Pipelines is implemented onto a machine in stages, where each stage executes, in parallel, an instruction. Each stage is connected one to another, in order to form a pipe, where at one end of the pipe, instructions enter, go through each stage and exist at the other end of the pipe. A machine cycle, is the time required to move an instruction, from one stage in the pipeline, to the next. The slowest pipeline stage, will determine the length of the machine cycle. In order to implement pipelining, the state controller, have to be modified and more registers, between pipeline stages have to be added.
The instructions a CPU receives come through a pipeline, which can be compared to a hose that is filled with marbles, which are instructions for the CPU. An advanced pipeline microprocessor, has major challenges, when it is being designed, because structural, control and data hazards exist. The efficiency of a single-instruction processor, is believed to be improved through the multiple-instruction or pipeline microprocessors, in computer architecture. In a multiple-cycle processor, there are four known stages: Instruction fetch, decode, execute and writeback.

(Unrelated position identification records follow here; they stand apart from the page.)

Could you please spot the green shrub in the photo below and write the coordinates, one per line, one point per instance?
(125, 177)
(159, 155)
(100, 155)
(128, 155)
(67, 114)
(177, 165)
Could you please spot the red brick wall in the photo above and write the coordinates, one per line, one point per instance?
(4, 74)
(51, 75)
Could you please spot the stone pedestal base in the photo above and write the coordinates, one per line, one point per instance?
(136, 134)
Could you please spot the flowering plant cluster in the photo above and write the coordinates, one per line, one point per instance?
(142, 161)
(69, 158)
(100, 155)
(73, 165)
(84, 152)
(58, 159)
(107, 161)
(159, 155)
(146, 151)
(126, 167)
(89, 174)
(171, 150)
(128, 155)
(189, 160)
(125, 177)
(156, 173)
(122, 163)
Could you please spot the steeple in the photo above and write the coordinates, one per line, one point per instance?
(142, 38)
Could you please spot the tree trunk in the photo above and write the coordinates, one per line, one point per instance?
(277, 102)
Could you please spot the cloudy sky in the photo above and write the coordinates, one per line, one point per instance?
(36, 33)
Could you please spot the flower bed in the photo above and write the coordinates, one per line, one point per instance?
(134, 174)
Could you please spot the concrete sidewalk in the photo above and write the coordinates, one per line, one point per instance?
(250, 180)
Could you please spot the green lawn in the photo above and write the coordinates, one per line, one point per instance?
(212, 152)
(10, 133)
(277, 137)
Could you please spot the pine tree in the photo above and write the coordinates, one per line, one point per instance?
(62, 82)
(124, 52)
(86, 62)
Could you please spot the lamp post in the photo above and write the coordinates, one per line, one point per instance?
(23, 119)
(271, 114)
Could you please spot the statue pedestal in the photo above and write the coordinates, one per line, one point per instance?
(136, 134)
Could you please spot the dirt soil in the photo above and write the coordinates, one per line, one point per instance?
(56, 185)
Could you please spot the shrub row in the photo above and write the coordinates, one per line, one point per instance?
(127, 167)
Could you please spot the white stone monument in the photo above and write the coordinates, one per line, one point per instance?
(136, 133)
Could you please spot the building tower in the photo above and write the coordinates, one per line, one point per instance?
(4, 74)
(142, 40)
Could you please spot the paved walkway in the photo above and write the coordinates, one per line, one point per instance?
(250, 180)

The pipeline microprocessor, has a CPI or cycle per instruction, which is several times larger than the CPI of a single instruction microprocessor. In order to design high performance processors, the pipeline architecture is generally combined with RIST or reduced instruction set computer.
When there is a conflict in the execution of multiple instructions, then it is said that pipeline microprocessor hazards, may occur. Pipeline hazards, don’t allow the next set of instructions, to be executed, in its designated clock cycle. The performance is usually lost, due to pipeline hazards; therefore, hazards must be avoided.
If resources or hardware components conflict, due to them being busy and insufficient, to support the execution of pipeline instructions, then it is said that a structural hazard exists. The structural hazard occurs, when some functional unit has not been fully pipelined or resources can’t accommodate all combinations, in the pipeline to be executed. If a machine for example, only have one write port, but may want to perform two writes in one clock cycle, under certain conditions, then a structural hazard will be generated.
The pipeline will usually stall an instruction, during this type of hazard, until the resources that is required to execute the stalled instruction is available. The clock cycle per instruction will increase, from its ideal one cycle, when such stalls occur.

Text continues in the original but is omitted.